A ofensiva militar dos Estados Unidos contra a Venezuela, que teria resultado na captura do presidente Nicolás Maduro na madrugada deste sábado (3), provocou uma onda de manifestações entre parlamentares de Mato Grosso do Sul. As reações variaram entre apoio e crítica, refletindo a polarização política em nível estadual frente a um dos episódios mais impactantes da política hemisférica em décadas.
Celebrando a ação e o fim de um regime
Rodolfo Nogueira
O deputado estadual Rodolfo Nogueira comemorou nas redes sociais a notícia da prisão de Maduro, publicando uma imagem do líder venezuelano supostamente capturado e declarando que o episódio representava a “liberdade do povo venezuelano”. Sua mensagem foi compartilhada com entusiasmo entre apoiadores, reforçando o tom positivo adotado por parte da bancada pró-operção.
Rafael Tavares
O vereador Rafael Tavares (PL), também de Campo Grande, foi outro que celebrou a queda de Maduro. Em suas redes sociais, Tavares ironizou simpatizantes do regime chavista e enfatizou que os responsáveis pelos crimes sob o governo venezuelano “teriam de pagar por tudo”, reafirmando que a prisão do presidente significaria um marco histórico.

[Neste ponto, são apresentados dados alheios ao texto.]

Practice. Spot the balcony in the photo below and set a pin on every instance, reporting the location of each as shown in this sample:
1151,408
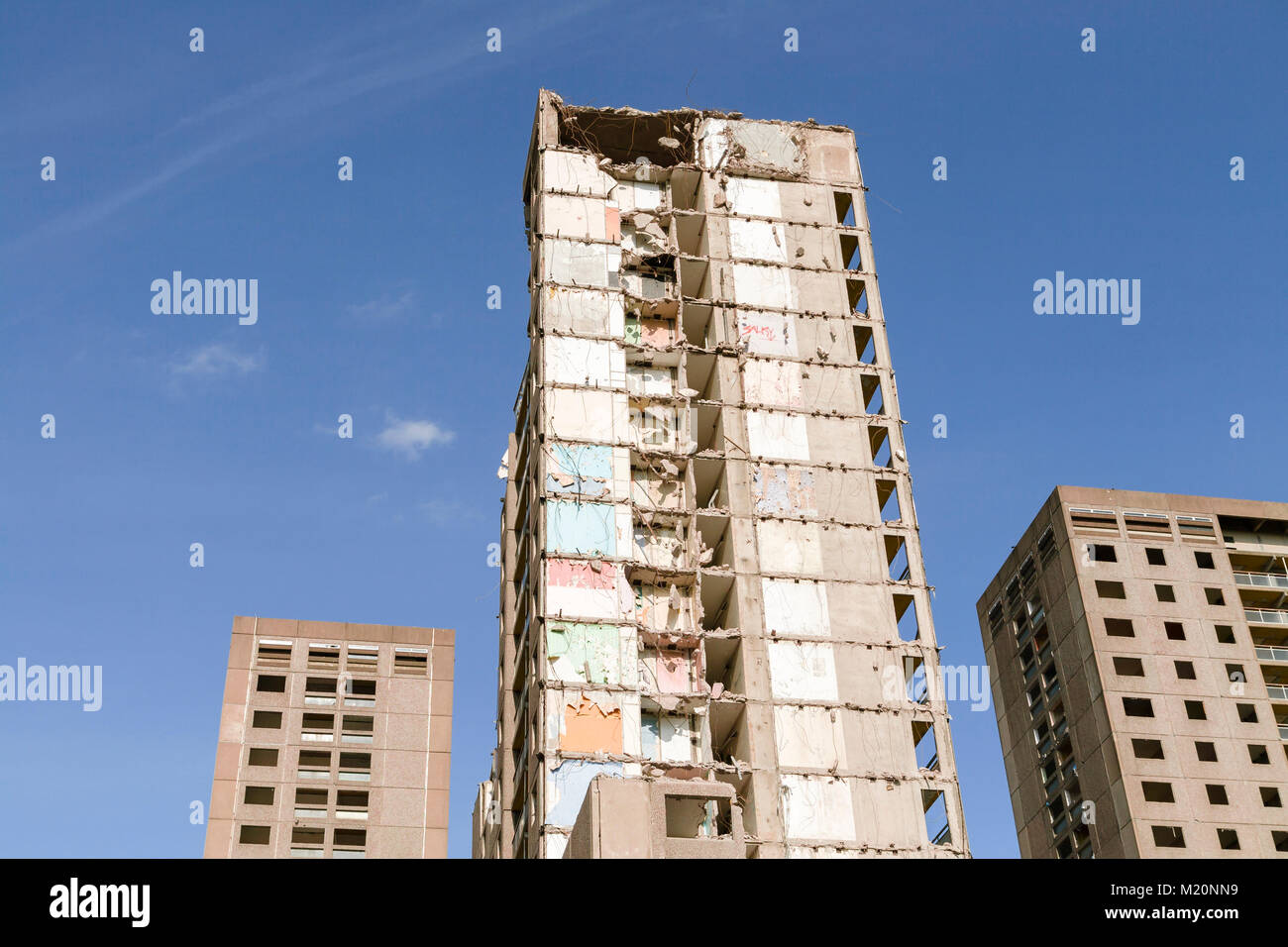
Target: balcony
1261,579
1266,616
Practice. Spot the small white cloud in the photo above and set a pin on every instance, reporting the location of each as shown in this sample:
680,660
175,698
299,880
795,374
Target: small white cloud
218,360
386,307
446,512
411,437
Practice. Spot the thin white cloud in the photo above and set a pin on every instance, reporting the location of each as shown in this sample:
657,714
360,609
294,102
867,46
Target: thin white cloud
446,512
411,438
218,360
386,307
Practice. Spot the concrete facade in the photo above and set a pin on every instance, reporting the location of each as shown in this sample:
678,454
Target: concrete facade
1138,655
711,567
657,818
334,742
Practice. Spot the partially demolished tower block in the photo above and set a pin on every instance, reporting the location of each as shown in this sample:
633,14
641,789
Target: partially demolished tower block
711,569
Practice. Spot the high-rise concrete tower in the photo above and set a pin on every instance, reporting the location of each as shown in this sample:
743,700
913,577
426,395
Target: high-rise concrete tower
1138,648
711,570
334,742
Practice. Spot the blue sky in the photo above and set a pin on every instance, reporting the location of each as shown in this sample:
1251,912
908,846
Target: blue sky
179,429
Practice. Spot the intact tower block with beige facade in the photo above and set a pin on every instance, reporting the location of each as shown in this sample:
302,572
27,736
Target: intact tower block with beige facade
334,742
1138,655
711,569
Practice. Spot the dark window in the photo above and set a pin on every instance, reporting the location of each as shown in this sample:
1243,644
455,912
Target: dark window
267,719
1146,749
262,758
1158,791
259,795
1120,628
1111,589
1168,836
1128,668
254,835
1137,706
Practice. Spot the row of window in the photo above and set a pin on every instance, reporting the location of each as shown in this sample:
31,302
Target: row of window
316,764
1154,556
1164,592
1127,667
1173,836
1216,792
1175,630
309,843
312,802
322,690
277,654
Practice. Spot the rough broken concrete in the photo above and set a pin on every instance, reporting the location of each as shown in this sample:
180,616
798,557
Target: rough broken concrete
707,530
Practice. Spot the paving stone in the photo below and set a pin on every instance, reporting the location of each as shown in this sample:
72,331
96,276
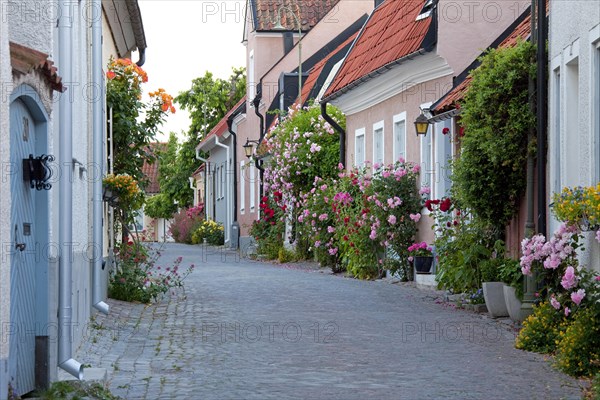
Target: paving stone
245,329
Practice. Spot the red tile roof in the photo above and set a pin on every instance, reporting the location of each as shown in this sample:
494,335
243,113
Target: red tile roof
221,126
150,171
310,12
451,99
316,71
313,76
390,34
24,60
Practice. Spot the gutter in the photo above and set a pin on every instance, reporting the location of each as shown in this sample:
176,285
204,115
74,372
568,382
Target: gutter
217,143
65,203
98,159
338,128
371,75
234,135
206,164
135,19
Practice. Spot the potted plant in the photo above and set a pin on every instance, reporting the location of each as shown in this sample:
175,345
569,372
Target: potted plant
493,286
510,273
422,257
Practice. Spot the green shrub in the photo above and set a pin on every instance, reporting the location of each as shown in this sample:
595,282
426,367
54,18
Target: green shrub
136,277
541,331
578,351
284,255
212,231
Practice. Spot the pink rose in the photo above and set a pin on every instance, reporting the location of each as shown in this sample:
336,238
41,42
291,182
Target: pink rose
578,296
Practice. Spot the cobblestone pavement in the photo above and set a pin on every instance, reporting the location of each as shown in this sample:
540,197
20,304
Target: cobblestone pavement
250,330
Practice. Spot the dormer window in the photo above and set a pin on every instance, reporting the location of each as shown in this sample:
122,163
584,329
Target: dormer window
427,9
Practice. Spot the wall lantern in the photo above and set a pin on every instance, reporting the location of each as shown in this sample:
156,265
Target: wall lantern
422,125
249,147
37,172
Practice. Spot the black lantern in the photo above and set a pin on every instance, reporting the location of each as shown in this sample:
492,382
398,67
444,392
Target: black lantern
37,172
422,125
249,148
109,197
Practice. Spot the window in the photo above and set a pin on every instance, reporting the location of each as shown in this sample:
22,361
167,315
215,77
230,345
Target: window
252,183
359,147
400,136
242,187
378,154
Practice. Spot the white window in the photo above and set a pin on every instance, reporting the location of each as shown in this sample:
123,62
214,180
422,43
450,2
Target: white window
426,164
572,146
359,147
378,154
556,110
243,175
252,183
442,158
400,136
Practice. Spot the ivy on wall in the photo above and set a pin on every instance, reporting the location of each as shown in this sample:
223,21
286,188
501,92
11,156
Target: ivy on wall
490,174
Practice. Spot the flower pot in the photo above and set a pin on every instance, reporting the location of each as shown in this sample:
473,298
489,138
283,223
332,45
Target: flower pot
513,304
423,264
493,293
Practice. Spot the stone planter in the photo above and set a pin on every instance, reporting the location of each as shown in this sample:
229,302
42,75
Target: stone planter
513,304
423,264
493,293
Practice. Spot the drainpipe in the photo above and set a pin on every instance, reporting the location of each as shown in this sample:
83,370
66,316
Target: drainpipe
206,164
65,202
235,242
257,162
529,284
338,128
98,157
235,203
542,110
142,55
228,214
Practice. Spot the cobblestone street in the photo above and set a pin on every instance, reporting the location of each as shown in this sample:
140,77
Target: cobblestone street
244,329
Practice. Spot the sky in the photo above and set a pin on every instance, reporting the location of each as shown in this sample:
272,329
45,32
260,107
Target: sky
185,39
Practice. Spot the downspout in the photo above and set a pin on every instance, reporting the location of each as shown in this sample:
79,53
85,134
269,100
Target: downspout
529,284
98,157
542,110
257,162
234,135
65,203
142,59
217,143
338,128
206,164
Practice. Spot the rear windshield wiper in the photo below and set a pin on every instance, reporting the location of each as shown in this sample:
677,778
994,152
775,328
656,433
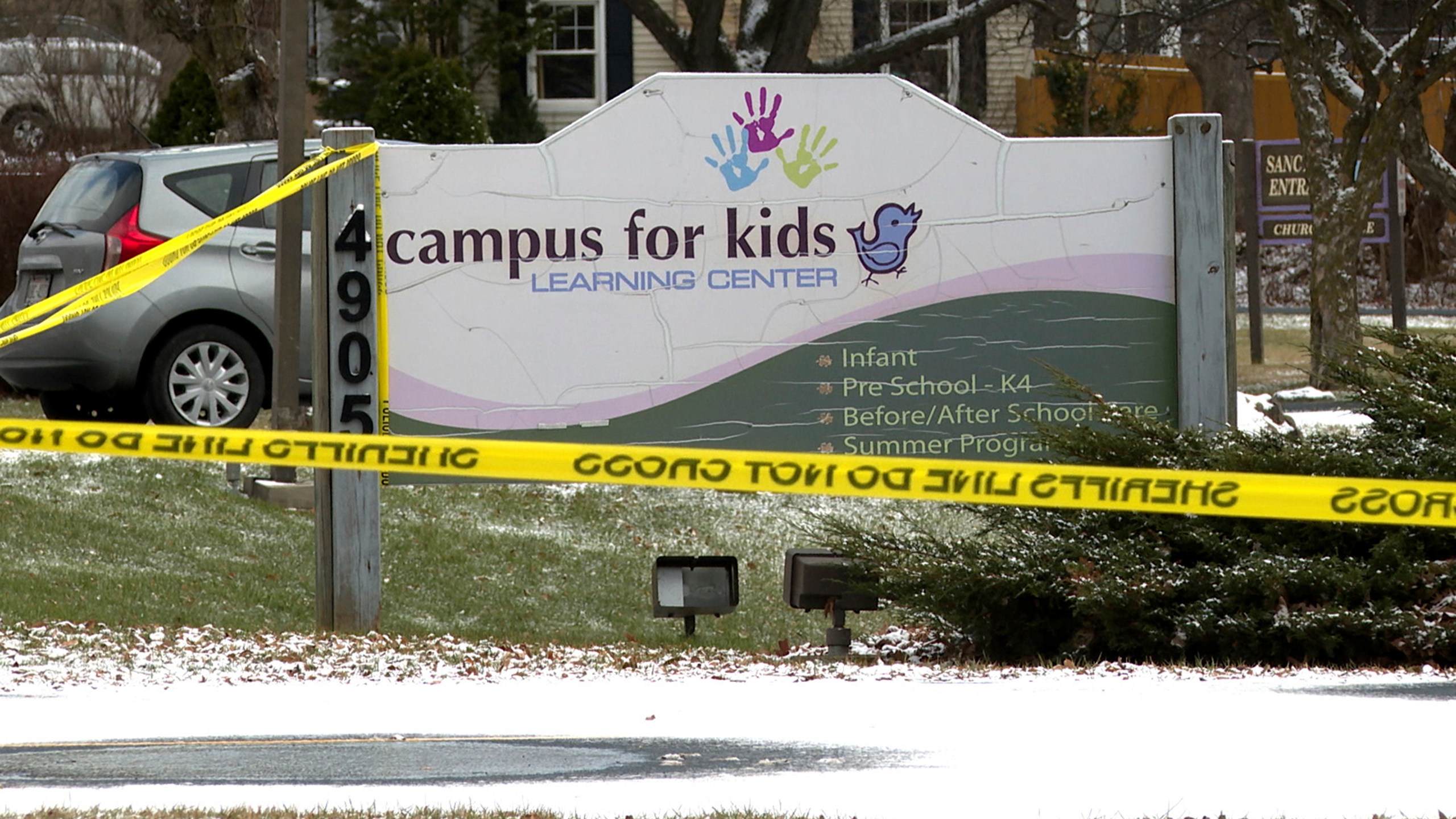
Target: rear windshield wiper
60,228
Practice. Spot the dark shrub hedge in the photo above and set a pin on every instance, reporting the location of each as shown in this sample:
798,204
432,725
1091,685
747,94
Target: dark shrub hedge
1034,585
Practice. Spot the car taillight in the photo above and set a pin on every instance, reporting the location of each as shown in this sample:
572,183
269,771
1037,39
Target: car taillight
126,239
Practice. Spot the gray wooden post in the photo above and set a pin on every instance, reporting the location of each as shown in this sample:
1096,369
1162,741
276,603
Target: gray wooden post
1250,178
287,413
1231,297
346,398
1205,392
1395,254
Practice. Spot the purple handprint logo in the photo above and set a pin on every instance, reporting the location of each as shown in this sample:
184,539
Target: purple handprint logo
733,161
760,126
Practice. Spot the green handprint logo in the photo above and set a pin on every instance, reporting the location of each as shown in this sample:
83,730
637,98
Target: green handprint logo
807,164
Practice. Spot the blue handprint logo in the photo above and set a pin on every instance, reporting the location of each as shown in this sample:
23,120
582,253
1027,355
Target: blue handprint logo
733,159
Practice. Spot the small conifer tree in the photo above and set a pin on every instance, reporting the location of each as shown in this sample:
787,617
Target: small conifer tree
427,100
188,114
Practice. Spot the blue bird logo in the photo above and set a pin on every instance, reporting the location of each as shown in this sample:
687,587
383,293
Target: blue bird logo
887,251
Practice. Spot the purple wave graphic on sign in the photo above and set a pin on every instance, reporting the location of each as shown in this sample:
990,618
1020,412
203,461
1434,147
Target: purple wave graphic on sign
1110,273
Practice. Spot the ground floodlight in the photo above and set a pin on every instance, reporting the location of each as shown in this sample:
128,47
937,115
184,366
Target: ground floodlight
820,581
689,586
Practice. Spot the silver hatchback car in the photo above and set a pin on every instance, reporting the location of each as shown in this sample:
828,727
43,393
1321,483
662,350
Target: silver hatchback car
193,348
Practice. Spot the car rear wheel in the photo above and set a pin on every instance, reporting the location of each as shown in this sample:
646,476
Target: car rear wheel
79,406
206,377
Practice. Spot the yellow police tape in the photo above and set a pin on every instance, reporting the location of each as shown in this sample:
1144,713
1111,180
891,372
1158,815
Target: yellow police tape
1234,494
139,271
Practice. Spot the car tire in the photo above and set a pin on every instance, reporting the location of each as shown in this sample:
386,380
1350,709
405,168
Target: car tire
25,131
81,406
206,377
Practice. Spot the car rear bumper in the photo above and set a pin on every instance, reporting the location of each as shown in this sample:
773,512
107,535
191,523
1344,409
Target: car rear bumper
97,353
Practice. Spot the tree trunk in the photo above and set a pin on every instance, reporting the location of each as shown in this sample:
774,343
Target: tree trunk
235,44
1342,196
1428,216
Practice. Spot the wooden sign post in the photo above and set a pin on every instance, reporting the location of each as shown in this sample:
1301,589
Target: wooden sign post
347,398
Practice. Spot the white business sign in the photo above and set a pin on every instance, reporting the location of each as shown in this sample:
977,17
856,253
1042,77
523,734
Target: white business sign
803,263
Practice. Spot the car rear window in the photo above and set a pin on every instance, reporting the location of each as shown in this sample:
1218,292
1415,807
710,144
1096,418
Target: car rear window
94,195
210,190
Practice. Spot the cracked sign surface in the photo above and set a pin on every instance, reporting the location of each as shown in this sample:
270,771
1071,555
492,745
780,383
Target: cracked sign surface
784,263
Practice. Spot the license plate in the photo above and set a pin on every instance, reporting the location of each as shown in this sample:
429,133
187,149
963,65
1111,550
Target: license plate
38,288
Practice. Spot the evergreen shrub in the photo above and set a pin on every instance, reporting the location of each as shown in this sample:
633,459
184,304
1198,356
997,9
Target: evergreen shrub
428,101
188,114
1030,585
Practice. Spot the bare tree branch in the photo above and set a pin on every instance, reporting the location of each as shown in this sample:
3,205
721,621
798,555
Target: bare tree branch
909,42
664,31
1428,164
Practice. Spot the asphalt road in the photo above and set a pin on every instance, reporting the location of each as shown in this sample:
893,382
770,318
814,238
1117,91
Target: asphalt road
411,760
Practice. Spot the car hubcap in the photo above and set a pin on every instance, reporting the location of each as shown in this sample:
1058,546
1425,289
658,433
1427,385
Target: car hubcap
209,384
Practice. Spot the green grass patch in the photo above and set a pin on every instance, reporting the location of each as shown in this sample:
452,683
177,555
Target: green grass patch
143,543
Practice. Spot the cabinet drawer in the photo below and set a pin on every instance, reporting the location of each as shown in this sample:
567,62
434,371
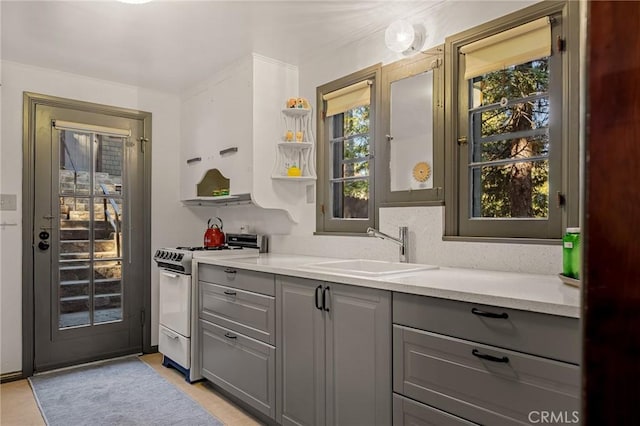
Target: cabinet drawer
240,365
407,412
481,383
174,346
258,282
251,314
540,334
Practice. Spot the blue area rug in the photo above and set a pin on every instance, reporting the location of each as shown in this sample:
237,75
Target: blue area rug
125,391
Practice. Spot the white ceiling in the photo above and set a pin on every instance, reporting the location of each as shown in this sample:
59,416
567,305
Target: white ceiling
173,45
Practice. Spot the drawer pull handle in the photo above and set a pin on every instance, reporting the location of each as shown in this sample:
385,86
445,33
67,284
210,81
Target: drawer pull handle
324,299
488,357
318,297
502,315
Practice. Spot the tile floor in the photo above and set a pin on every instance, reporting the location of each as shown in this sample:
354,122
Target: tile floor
18,406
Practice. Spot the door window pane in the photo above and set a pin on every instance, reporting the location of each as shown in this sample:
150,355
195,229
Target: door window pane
74,283
75,162
90,279
108,165
107,291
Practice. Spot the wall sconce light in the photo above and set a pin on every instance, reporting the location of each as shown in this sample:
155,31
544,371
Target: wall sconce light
402,37
134,1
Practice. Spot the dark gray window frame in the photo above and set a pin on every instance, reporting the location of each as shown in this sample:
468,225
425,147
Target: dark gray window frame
566,154
429,60
324,222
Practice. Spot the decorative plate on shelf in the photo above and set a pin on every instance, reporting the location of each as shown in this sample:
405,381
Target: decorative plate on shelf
421,171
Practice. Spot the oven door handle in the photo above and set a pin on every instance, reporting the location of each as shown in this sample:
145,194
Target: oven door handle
168,274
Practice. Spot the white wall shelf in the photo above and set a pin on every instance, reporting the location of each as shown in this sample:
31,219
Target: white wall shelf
296,147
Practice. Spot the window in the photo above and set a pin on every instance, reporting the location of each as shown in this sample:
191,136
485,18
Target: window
346,146
513,136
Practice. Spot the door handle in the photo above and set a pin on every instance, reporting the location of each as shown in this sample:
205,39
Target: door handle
324,299
166,274
169,334
317,297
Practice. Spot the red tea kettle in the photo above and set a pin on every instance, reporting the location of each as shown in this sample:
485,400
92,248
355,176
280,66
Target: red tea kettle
214,237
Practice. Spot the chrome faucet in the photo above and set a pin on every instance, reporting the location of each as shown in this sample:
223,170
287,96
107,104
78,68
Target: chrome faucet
402,240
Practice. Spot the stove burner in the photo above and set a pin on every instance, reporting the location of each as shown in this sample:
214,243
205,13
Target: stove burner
225,247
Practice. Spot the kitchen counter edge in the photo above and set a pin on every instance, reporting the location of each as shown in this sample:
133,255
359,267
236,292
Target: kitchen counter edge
506,289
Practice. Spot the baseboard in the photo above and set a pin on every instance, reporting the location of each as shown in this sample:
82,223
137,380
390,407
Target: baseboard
12,377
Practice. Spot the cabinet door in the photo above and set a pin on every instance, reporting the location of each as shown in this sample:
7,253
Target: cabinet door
300,331
358,356
242,366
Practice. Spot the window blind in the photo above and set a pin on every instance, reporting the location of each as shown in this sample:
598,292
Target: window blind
347,98
512,47
90,128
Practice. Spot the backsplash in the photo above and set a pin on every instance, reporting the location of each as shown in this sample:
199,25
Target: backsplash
426,245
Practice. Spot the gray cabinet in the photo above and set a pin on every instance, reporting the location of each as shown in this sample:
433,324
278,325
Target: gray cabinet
242,366
236,334
412,413
483,364
334,354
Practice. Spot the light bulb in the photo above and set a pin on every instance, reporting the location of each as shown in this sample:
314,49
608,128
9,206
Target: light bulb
134,1
399,36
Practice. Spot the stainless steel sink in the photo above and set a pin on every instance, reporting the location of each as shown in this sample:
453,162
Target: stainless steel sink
369,268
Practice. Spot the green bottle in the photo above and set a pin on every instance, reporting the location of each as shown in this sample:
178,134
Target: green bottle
571,253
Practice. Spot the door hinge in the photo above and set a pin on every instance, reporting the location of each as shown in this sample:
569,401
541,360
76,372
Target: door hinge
142,317
143,144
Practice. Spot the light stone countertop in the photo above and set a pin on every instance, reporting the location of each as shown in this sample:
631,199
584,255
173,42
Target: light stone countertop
529,292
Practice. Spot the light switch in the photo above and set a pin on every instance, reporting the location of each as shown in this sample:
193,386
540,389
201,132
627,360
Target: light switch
8,202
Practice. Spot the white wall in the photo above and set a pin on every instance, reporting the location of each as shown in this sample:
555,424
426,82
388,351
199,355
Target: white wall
166,230
425,223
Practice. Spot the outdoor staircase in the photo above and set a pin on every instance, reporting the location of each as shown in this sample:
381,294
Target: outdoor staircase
77,270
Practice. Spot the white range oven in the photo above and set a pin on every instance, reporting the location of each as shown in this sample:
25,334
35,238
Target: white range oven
178,297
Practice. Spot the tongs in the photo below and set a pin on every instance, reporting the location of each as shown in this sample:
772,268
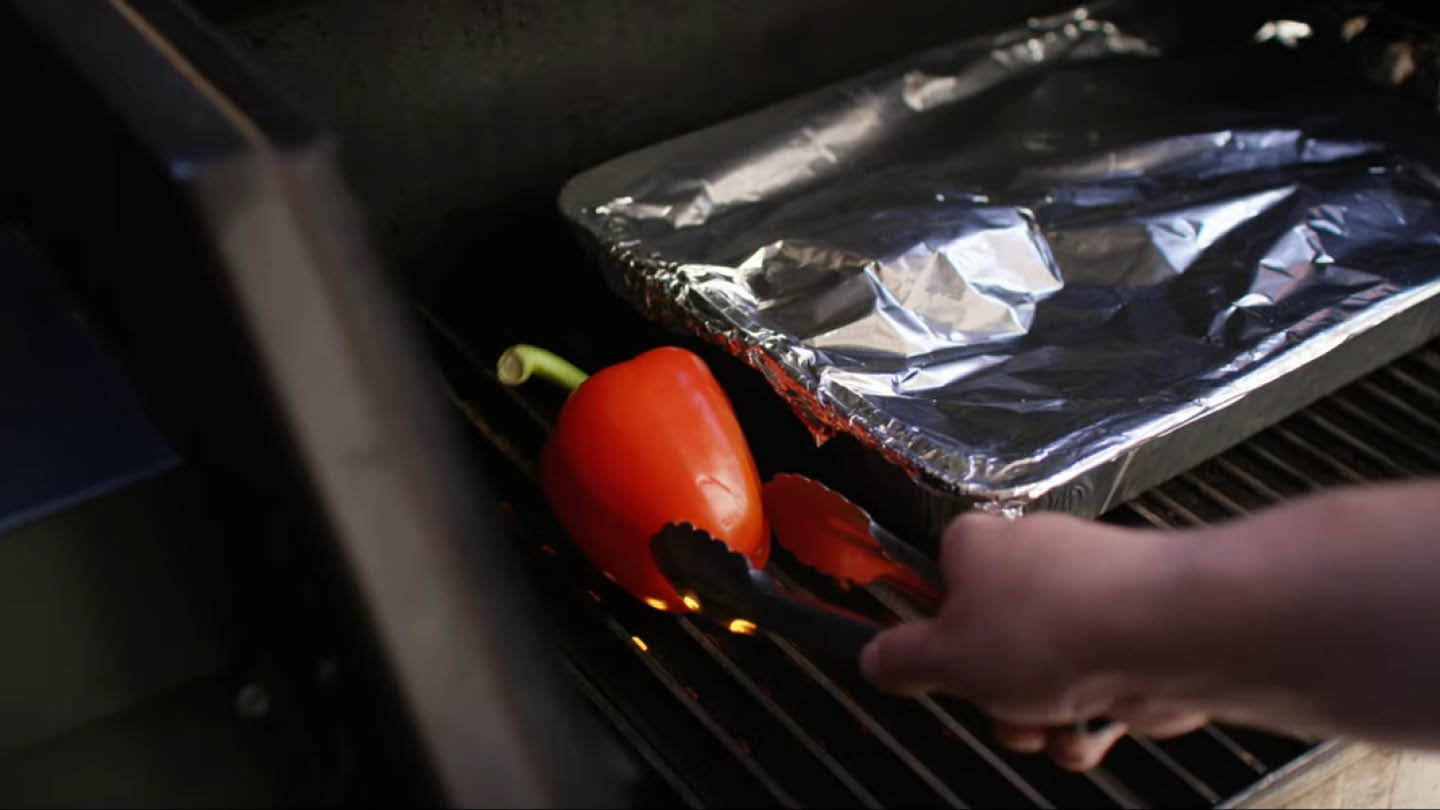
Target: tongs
725,587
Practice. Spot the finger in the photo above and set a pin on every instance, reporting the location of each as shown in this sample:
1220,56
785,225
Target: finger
910,659
1083,751
1158,719
964,531
1021,738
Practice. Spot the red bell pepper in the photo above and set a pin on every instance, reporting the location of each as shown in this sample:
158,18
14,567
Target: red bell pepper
637,446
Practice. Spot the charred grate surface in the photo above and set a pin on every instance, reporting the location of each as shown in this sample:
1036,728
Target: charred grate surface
725,719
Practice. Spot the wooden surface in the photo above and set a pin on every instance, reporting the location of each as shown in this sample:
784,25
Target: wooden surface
1368,777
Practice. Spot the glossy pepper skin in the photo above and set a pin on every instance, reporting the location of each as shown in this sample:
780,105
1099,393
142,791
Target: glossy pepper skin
645,443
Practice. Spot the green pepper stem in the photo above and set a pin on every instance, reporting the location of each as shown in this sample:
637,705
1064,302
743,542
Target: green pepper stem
522,362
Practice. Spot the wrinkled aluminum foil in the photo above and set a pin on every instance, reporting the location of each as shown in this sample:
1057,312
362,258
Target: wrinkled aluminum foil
1046,268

Críticas e preocupações de parlamentares progressistas
Gleice Jane
A deputada Gleice Jane (PT) expressou forte crítica à operação, alertando que intervenções estrangeiras violam a soberania dos países e podem gerar instabilidade regional. Para ela, defender a Venezuela diante da ofensiva dos EUA é também reafirmar a autodeterminação dos povos latino-americanos.
Luiza Ribeiro
A vereadora Luiza Ribeiro (PT), de Campo Grande, classificou o ataque como “inaceitável” e um golpe contra o povo venezuelano. Em suas redes sociais, ela enfatizou que a ação militar é uma afronta à autodeterminação e um exemplo de interferência externa indevida.
Outras posições destacadas
Nelsinho Trad
O senador Nelsinho Trad (PSD-MS) abordou a necessidade de debate institucional interno diante da ofensiva. Trad sugeriu a possível convocação de reuniões extraordinárias do Congresso e da Comissão de Relações Exteriores mesmo durante o recesso parlamentar, caso seja necessário discutir mais profundamente os desdobramentos da operação americana.
Tereza Cristina
A senadora Tereza Cristina (PP-MS) usou as redes sociais para criticar a postura do governo federal diante dos acontecimentos internacionais. Para ela, a situação evidencia que o presidente Luiz Inácio Lula da Silva teria perdido influência política na América Latina, inclusive por causa de uma relação que ela qualificou como ambígua com o governo venezuelano ao longo dos últimos anos.
Cenário de debate político em MS
As declarações dos parlamentares sul-mato-grossenses espelham uma divisão ideológica mais ampla no país: de um lado, representantes do Partido Liberal (PL) e aliados apoiam a ofensiva dos EUA e veem na prisão de Maduro um fim simbólico de um regime autoritário; de outro, membros da base governista e de esquerda repudiam a intervenção, apontando riscos à soberania e à estabilidade regional. A proposta de Trad de retomar discussões parlamentares durante o recesso também aponta para a seriedade com que alguns legisladores veem o capítulo internacional.
Impacto político local e futuro das relações
A amplitude das opiniões dos políticos de Mato Grosso do Sul sobre este episódio sugere que a repercussão da ofensiva dos Estados Unidos contra a Venezuela terá efeitos duradouros no debate político doméstico. A diversidade de discursos — de celebrações à convocação de debates urgentes e críticas severas — ilustra como um acontecimento geopolítico pode influenciar diretamente o posicionamento e a agenda dos parlamentares estaduais.